Como no quería molestarlo, se dirigió al salón; y allí, en su escritorio, se enfrascó en nuevos cálculos de los gastos que le iba a suponer la consulta de la mañana. El poder permitirse tales caprichos no había perdido su novedad; y de alguna manera, en contraste con los temores indefinidos de los días anteriores, ahora parecía formar parte de su recuperada seguridad, de esa sensación de que, como Ned había dicho, las cosas en general nunca habían ido «mejor».

Aún estaba disfrutando con el juego fastuoso de las cifras, cuando la criada, desde la puerta, la interrumpió con una pregunta sobre la conveniencia de servir la comida. Una de sus bromas consistía en comentar que Trimmle anunciaba la comida como si divulgase un secreto de estado; y Mary, absorta en sus papeles, murmuró unas abstraídas palabras de aquiescencia.

Notó que Trimmle vacilaba en el umbral, como si reprochase tan desconsiderado asentimiento; luego, al retirarse, sonaron sus pasos en el corredor, y Mary, apartando los papeles, cruzó el vestíbulo y fue a la puerta de la biblioteca.
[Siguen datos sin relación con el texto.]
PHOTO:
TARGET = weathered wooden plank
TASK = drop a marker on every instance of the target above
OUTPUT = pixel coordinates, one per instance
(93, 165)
Aún seguía cerrada, y vaciló a su vez: no le gustaba molestar a su marido, ni que se excediese en su habitual jornada de trabajo. Mientras estaba allí sopesando sus impulsos, volvió Trimmle con el anuncio de la comida. Y Mary, así apremiada, abrió la puerta.

Boyne no estaba ante su mesa. Miró a su alrededor, esperando descubrirlo junto a las estanterías, en algún lugar de la habitación. Pero su llamada no obtuvo respuesta, y poco a poco se le hizo evidente que no estaba allí.